Un hombre de buen porte y apuesto, ascético y pulcro (como las buenas costumbres dictan, y como debe ser, sin lugar a dudas) me confió una vez, una noche de verano cuando degustábamos los dulces sabores de un malbec mendocino, los pormenores de una historia de amor que había mantenido durante los últimos dos años. De estos pormenores, abusivamente obscenos y desdeñables, no quiero hablar, y que juzgue el lector mi silencio lapidario como prueba irrefutable de la inescrupulosidad de mi amigo. Lo que tenía de elegante y apuesto lo tenía de desviado. Cada vez que retorcía aquellos rosados pómulos en busca de una nueva audacia inmoral, un asco interior me recorría la boca del estómago, como la espera de un súbito regurgitar del alma, que a uno se le escapa frente a los inmorales, porque teme que si no la deja ir se pudrirá a través de los oídos por los improperios que está a punto de escuchar. En estas situaciones me las apañaba bastante bien para recoger el vientre y soportar el rechazo que impelía por salir, depositándolo detrás de la espalda, en el espinazo, donde nacen el asco y los escalofríos de muerte, donde también pueden retenerse si la voluntad del usuario es lo suficientemente poderosa. Ante las primeras palabras que me dedicó mi amigo el caballero, contuve el aire, y logré escuchar atento e incólume sus aventuras por los jardines, sus festivos apareamientos en lugares públicos y las sandeces que afectan a los hombres agraciados cuando afirman, horrorosamente equivocados, sobre el género femenino, sus bondades y desgracias, y los favores que pagan de buena gana al ser hábilmente utilizadas por una inteligencia manipuladora. Sobre estos favores mi amigo gustaba detenerse, explayándose en detalle, y en claro regodeo de su aparente posición de superioridad. Bajo estos pormenores y otros improperios me vi obligado a someterle a un estricto sermón sobre juicios errados. Nos desvelamos toda la noche en una discusión casi eterna sobre los males y desvíos que el caballero se afanaba en perpetrar. A esto, el caballero apuesto sonreía, al tiempo que me dirigía una mueca de burla y actitud sobradora, seguido de su muletilla más citada:

“Que me lleve el diablo si estoy mal”

Le comenté, de manera paciente, que efectivamente sería llevado por el diablo si seguía incurriendo en dichas inmoralidades, y utilicé mis artilugios retóricos más refinados a mi alcance. Cuando uno le advertía, el caballero se reía. Cuando uno le reprendía, el caballero se encogía de hombros, como quien no se hace cargo. Cuando uno finalmente desistía en su empresa, el caballero le daba  a uno dos o tres palmaditas a modo de consideración, y una actitud de sobrada superación asomaba por la comisura de los labios; entonces decía:

“Usted es un buen hombre, lo comprendo. Pero yo hago lo que quiero, soy incurable”

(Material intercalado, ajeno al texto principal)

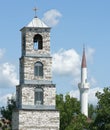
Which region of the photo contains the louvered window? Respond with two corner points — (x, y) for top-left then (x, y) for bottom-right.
(34, 62), (43, 77)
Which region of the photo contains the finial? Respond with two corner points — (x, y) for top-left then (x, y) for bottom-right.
(33, 7), (38, 17)
(83, 44), (85, 51)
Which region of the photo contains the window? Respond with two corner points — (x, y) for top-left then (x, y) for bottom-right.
(33, 34), (43, 50)
(35, 88), (43, 105)
(34, 62), (43, 76)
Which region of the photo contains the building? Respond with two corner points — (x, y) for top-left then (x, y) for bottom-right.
(12, 13), (59, 130)
(78, 48), (89, 117)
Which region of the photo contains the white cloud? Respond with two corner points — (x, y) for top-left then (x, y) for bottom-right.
(53, 49), (81, 76)
(0, 63), (18, 87)
(0, 49), (5, 59)
(69, 87), (103, 105)
(0, 94), (12, 107)
(42, 9), (62, 27)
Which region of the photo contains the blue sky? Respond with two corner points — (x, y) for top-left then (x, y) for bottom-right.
(0, 0), (110, 106)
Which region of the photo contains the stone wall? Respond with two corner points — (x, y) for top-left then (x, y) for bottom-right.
(22, 28), (50, 56)
(20, 57), (52, 83)
(16, 84), (56, 107)
(12, 110), (59, 130)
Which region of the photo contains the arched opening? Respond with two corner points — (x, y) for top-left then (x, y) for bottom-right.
(35, 88), (43, 105)
(34, 62), (43, 77)
(33, 34), (43, 50)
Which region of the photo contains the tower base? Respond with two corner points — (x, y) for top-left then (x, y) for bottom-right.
(12, 109), (59, 130)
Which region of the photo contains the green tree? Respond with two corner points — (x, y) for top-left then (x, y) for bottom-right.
(56, 94), (88, 130)
(92, 87), (110, 130)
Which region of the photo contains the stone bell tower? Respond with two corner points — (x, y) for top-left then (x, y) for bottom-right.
(12, 12), (59, 130)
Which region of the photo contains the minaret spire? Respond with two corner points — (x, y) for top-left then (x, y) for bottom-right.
(81, 46), (87, 68)
(33, 7), (38, 18)
(78, 47), (89, 117)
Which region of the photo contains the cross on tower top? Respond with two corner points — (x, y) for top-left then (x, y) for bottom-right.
(33, 7), (38, 17)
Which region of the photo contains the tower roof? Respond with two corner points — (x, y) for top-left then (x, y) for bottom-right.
(26, 17), (48, 28)
(81, 48), (87, 68)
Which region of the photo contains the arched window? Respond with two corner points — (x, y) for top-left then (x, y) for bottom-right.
(35, 88), (43, 105)
(33, 34), (43, 50)
(34, 62), (43, 76)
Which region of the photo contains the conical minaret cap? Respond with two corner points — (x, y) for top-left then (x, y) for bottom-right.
(81, 48), (87, 68)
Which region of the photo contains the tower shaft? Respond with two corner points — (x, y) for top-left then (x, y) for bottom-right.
(78, 49), (89, 117)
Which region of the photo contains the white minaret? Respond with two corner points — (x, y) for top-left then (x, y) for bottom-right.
(78, 48), (89, 117)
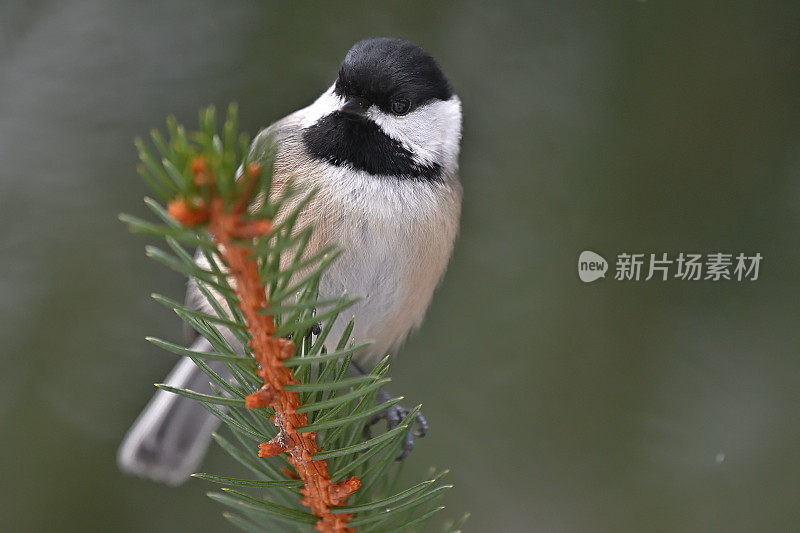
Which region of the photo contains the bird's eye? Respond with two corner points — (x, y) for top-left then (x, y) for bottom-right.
(392, 98), (411, 115)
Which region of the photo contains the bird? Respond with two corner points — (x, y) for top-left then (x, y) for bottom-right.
(117, 37), (463, 485)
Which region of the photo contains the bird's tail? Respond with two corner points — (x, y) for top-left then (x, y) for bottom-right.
(117, 337), (223, 485)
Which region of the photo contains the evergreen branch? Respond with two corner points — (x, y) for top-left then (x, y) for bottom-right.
(125, 106), (466, 532)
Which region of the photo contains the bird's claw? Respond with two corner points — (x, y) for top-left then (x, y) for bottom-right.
(364, 405), (429, 461)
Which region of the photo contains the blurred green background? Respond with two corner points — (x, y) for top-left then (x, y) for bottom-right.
(0, 1), (800, 533)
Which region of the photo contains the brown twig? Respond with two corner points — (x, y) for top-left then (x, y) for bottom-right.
(168, 160), (361, 533)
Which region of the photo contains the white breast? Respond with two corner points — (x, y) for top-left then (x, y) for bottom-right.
(310, 165), (461, 359)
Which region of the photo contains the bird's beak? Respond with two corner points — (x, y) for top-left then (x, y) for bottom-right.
(339, 96), (369, 118)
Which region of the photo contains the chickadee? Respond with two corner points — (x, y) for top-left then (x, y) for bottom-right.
(118, 38), (462, 485)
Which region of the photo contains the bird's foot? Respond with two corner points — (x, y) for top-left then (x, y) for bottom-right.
(364, 404), (428, 461)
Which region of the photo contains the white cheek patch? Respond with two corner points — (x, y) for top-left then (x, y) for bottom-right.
(298, 84), (344, 128)
(367, 95), (461, 168)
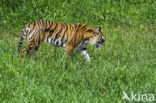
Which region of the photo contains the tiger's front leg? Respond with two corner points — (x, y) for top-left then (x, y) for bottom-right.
(64, 45), (74, 60)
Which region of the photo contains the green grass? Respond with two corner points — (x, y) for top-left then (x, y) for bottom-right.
(0, 0), (156, 103)
(0, 26), (156, 103)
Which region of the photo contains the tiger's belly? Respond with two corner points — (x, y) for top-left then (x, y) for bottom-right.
(47, 38), (66, 47)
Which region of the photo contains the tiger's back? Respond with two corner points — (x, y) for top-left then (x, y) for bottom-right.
(18, 20), (105, 60)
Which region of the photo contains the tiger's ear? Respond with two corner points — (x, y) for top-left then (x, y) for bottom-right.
(95, 27), (101, 35)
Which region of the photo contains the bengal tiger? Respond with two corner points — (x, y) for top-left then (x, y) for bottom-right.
(17, 20), (105, 61)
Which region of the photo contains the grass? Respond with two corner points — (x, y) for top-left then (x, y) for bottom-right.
(0, 26), (156, 103)
(0, 0), (156, 103)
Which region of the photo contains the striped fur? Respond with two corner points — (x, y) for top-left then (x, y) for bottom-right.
(17, 20), (105, 61)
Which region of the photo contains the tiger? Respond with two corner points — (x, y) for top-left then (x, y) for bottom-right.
(17, 20), (105, 62)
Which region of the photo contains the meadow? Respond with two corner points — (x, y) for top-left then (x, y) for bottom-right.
(0, 0), (156, 103)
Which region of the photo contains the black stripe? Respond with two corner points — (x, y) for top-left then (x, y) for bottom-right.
(49, 23), (58, 37)
(74, 26), (80, 43)
(45, 22), (53, 32)
(47, 23), (58, 41)
(54, 27), (62, 41)
(61, 24), (68, 42)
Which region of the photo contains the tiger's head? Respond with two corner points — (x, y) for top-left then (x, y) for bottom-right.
(89, 27), (105, 49)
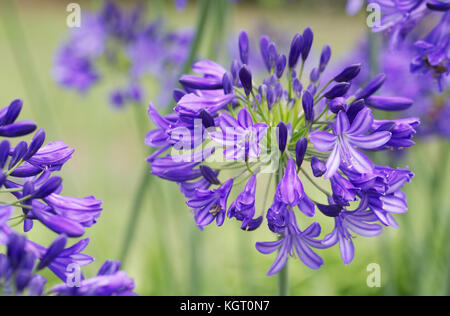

Al responderle que de incurable va la gente en pretexto de volverse loca y desviada, el caballero volvía a arremeter con la sonrisa burlona, mezclada esta vez con el encogimiento de hombros, como quien mezcla todas sus anteriores porquerías de la existencia para dar un toque final al asunto sobre su irrevocable gusto por el desvío.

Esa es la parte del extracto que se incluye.